TODD YOUNG’S BIG WEEK
Since 2017, Republican Sen. Todd Young has fought for the repeal of the 1991 and 2002 authorizations for use of military force in Iraq, seeking to win back congressional authority on intervention in foreign conflicts. Since 2019, he’s been the GOP lead on the issue.
Today, a procedural motion to that end passed the Senate 68-27, leading to a final vote in the coming days.
It comes the week of the 20-year-anniversary of the War in Iraq. And it also marks a significant symbolic victory for Young, who has racked up legislative accomplishments in recent months, including passage of the CHIPs and Science Act of 2022.
Just this week, Young met in Indianapolis with Alejandra Y. Castillo, U.S. assistant secretary of commerce for economic development, as Indiana seeks to become one of 20 tech hubs designated in federal legislation.
“Can Trump’s ‘Straight Man’ Lighten Up?,” by me, POLITICO Magazine
As he rose to become President Donald Trump’s No. 2, Pence found himself, increasingly, in humorless situations. But he occasionally did offer glimpses of that wholesome wit. “I come from the Joseph A. Bank wing of the West Wing,” Pence told members of Congress at a 2018 GOP retreat — a line less about his sartorial preferences and more about his modest financial standing compared to the millionaires and billionaires in the Trump administration. “Okay, you with me on that? Seriously, people stopped me and said, ‘Is that a new suit?’ And I said, ‘Two for one,” following the polite Midwestern custom of deflecting a compliment by stressing you got said item for a bargain.
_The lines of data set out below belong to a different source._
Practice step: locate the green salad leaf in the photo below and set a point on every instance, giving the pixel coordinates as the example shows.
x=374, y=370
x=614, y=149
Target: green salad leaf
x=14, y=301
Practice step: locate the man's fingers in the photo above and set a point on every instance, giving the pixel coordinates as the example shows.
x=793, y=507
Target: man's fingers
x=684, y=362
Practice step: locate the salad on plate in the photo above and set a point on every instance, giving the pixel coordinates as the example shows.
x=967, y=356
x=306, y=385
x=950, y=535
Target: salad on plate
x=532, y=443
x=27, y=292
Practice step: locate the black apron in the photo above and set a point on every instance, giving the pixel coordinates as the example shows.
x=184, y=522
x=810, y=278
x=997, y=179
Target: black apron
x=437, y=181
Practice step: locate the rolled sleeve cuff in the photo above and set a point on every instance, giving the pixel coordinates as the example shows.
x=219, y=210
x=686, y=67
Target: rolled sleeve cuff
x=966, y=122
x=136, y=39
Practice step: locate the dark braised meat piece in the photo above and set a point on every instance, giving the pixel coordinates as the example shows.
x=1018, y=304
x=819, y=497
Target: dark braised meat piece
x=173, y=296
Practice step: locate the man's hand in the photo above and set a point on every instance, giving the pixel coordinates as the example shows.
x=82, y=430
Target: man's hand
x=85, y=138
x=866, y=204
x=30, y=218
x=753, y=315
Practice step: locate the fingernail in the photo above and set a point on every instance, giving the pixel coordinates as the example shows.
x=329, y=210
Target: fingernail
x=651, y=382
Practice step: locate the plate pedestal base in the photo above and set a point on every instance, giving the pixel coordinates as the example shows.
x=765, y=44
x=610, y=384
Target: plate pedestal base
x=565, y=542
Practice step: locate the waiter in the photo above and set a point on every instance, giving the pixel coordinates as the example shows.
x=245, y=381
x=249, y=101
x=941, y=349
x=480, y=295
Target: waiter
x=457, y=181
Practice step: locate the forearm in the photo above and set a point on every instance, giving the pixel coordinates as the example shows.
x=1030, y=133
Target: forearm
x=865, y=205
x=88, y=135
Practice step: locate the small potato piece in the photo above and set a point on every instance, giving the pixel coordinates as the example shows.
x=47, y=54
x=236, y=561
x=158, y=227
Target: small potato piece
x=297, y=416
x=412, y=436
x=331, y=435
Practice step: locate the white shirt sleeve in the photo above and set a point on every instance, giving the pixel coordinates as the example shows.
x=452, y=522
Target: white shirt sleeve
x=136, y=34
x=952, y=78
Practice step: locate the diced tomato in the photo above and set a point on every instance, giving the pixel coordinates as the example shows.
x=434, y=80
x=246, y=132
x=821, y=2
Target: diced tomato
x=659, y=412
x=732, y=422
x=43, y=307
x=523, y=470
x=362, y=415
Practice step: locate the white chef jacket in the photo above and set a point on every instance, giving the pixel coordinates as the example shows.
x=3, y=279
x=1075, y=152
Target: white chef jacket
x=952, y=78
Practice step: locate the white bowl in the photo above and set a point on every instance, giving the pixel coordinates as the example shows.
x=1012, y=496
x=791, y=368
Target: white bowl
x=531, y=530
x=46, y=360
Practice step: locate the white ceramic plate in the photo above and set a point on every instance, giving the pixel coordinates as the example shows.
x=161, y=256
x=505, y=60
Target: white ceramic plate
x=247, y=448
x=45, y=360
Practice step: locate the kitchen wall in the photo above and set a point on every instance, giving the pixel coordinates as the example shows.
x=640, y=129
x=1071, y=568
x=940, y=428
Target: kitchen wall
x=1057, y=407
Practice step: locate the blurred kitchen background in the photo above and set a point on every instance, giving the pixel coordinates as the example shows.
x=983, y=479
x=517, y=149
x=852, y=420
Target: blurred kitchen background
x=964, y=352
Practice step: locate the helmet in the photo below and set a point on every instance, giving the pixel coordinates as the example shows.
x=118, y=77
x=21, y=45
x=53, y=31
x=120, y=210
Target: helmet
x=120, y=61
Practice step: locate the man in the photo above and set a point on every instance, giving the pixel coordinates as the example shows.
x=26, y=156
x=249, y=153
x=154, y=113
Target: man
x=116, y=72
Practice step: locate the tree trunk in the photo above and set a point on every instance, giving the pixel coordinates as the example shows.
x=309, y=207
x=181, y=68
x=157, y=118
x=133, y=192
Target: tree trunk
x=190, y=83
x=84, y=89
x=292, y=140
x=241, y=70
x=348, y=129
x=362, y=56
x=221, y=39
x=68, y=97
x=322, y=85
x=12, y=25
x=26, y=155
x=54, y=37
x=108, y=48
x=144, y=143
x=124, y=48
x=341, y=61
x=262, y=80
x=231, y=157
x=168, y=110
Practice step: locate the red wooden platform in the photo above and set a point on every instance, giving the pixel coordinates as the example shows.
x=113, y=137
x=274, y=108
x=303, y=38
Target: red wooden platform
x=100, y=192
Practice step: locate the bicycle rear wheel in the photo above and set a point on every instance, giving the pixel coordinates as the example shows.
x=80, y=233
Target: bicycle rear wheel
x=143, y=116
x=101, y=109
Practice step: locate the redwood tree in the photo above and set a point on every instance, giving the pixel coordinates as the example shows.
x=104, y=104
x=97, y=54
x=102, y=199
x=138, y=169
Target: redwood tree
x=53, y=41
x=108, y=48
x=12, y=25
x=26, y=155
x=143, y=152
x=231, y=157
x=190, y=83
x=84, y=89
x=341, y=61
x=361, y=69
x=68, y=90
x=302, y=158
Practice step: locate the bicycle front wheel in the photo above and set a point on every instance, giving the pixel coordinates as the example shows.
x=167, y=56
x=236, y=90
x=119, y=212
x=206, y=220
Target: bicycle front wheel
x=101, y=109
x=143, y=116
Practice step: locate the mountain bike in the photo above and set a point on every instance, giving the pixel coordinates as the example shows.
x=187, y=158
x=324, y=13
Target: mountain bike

But even those who are friendly with him wish he would flash more of his humor in public. “If Mike Pence would just be himself, and not script everything so much, instead of 7 percent in the polls, he’d be at 20 percent right now,” says longtime friend Mike Murphy, a former Republican member of the Indiana House of Representatives.
“‘Hoosier’: A Preacher Named Harry, a Burly Man or a Hill,” by Ben Zimmer in The Wall Street Journal
It might seem foolhardy to try to legislate etymology, but an Indiana lawmaker sought to do just that earlier this year. State Rep. J.D. Prescott introduced a bill in the Indiana House of Representatives that would codify the origin of a term that has long nicknamed the state and its inhabitants: “Hoosier.”
For those outside of Indiana, the “Hoosier” label may be most associated with basketball. The men’s hoops team of Indiana University, currently gearing up for March Madness after securing a spot in the NCAA tournament, is known as the Hoosiers, as are the school’s other sports programs. And “Hoosiers” is the title of a classic 1986 movie about a small-town Indiana high school basketball team that fights its way to the state finals.